This repository is the open source code for our paper entitled "Deep Learning Hierarchical Representation from Heterogeneous Flow-level Communication Data", which is under review in IEEE Transactions on Information Forensics and Security (TIFS).
We present an alternative approach to the feature engineering process and show that it can replicate and optimize the key steps involved in feature engineering and learn hierarchical representations of communication behavior from heterogeneous communication data. The approach consists of two steps. First, the fixed-size encoding-data are extracted based on the idea of spatial pyramid pooling (SPP) to preserve the spatiotemporal characteristics of the communication data.

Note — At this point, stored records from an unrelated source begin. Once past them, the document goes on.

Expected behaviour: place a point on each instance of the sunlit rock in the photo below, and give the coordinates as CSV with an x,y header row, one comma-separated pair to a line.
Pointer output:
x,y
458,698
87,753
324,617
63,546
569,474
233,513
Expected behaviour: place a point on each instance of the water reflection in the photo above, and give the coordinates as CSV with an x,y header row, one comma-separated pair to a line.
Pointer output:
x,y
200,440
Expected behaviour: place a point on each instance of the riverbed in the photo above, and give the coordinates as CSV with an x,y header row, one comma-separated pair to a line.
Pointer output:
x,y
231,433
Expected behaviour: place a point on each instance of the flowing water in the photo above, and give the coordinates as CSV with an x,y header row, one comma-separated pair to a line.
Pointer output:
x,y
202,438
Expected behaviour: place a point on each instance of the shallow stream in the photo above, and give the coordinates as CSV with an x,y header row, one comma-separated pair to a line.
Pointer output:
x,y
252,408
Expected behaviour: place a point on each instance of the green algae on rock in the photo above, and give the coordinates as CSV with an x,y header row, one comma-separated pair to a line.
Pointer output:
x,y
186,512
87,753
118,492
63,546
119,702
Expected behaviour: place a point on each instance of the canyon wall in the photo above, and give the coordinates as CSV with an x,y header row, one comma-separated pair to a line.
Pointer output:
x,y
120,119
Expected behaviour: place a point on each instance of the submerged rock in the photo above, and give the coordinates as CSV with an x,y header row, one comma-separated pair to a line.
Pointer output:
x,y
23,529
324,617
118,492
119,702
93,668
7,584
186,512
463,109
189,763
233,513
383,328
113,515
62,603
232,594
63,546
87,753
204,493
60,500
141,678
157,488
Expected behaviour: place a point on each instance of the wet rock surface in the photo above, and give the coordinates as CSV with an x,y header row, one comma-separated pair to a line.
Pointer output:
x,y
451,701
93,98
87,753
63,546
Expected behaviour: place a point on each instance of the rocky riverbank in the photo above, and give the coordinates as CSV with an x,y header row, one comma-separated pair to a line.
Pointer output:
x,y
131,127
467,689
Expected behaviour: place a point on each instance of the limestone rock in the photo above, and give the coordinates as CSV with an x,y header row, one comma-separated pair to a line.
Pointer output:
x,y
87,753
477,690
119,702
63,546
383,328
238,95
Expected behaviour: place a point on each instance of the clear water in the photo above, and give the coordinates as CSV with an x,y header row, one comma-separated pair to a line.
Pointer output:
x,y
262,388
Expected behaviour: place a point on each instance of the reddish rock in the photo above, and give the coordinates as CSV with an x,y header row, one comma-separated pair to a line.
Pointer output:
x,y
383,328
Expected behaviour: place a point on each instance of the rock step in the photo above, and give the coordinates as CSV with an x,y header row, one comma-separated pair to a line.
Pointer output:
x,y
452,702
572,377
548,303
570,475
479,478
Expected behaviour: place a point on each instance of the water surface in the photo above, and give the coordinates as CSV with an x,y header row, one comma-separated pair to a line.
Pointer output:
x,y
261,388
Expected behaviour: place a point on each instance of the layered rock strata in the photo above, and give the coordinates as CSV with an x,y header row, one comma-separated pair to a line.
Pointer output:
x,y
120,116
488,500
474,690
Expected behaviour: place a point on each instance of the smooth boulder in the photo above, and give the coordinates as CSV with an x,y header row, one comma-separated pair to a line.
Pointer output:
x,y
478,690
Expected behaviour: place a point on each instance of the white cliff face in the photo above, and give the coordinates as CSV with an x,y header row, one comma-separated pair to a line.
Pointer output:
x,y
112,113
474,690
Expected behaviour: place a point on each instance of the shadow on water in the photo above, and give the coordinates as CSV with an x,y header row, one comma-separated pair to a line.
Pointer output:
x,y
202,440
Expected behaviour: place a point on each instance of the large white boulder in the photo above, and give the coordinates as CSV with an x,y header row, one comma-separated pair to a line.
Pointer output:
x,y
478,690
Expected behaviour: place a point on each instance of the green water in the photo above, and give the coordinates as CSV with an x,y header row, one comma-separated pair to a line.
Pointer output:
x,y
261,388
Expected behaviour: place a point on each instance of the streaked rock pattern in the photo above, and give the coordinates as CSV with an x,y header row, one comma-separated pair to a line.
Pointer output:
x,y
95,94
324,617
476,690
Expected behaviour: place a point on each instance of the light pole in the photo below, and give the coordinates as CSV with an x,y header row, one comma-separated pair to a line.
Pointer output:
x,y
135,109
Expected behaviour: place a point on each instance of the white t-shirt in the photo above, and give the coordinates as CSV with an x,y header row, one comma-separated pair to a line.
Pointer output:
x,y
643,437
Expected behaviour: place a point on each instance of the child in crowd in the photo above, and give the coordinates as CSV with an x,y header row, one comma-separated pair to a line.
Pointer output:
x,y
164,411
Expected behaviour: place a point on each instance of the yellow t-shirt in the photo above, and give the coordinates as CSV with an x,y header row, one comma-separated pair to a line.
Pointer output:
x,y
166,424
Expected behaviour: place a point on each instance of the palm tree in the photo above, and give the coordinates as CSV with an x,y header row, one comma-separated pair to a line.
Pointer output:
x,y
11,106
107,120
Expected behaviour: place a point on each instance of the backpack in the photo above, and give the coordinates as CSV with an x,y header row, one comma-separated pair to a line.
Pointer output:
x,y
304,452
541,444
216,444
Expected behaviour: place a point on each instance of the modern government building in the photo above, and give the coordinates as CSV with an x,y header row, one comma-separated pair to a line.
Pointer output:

This enables deep learning to be applied to heterogeneous communication data. Then, the convolutional neural network (CNN) structure is adopted to construct a feature extractor that automatically learns hierarchical and robust representations of communication behaviors without expert knowledge.
Here, we take the CTU-Malware dataset as an example to carry out the experiment. The CTU-Malware dataset consists of hundreds of captures (called scenarios) of malware samples (e.g., Neris, Rbot, Virut, DonBot, Nsis). Both malware and normal samples are included in the CTU-Malware dataset. The download address of the dataset is https://mcfp.felk.cvut.cz/publicDatasets/.
The user guide is presented as follow.
a. Download the original CTU Malware Dataset (As listed in “CTU_Malware_Dataset_Urls.txt”) into the [Orignal_Dir]
Tips: [Orignal_Dir] is a folder for storing sample files.
The format is: “SrcIP,DstIP,SrcPort,DstPort,Proto,SendPacketCount,ReceivePacketCount,PacketCount,SendLength,ReceiveLength,TotalLength,Time,FirstPacketArrive,LastPacketArrive,Duration,Label”.
Command: java -cp CTU_SPP.jar com.sgl.preprocessing.Preprocess_Reformat [Orignal_Dir] [Reformat_Dir]
Tips: [Reformat_Dir] is a folder for storing the reformat files.
Command: java -cp CTU_SPP.jar com.sgl.preprocessing.Preprocess_SplitSample [Reformat_Dir] [CommPair_Dir]
Tips: [CommPair_Dir] is a folder for storing the files of communication pairs.
The number of flows is reflected in the filename so that the SPP-encoding program (com.sgl.spp.SPPNetEncoding) can filter the CommPair files with fewer samples according to the filename.)
Command: java -cp CTU_SPP.jar com.sgl.preprocessing.Preprocess_SplitSample_CountInFilename [CommPair_Dir]
Command: java -cp CTU_SPP.jar com.sgl.spp.SPPNetEncoding [CommPair_Dir] [Label] [SPP_File]
Tips: [Label] indicates the type (Normal or Malware) of CommPair files under the current folder ([CommPair_Dir]). [SPP_File] indicates the file that stores the encoding result.
Command: java -cp CTU_SPP.jar com.sgl.preprocessing.Preprocess_Normalization_ZScore [SPP_Dir] 1134 calParam; java -cp CTU_SPP.jar com.sgl.preprocessing.Preprocess_Normalization_ZScore [SPP_Dir] 1134 doNormalization
Tips: [SPP_Dir] is a folder for storing SPP_Files. In order to make the program run normally, the filename of each [SPP_File] in [SPP_Dir] should start with "with_label_".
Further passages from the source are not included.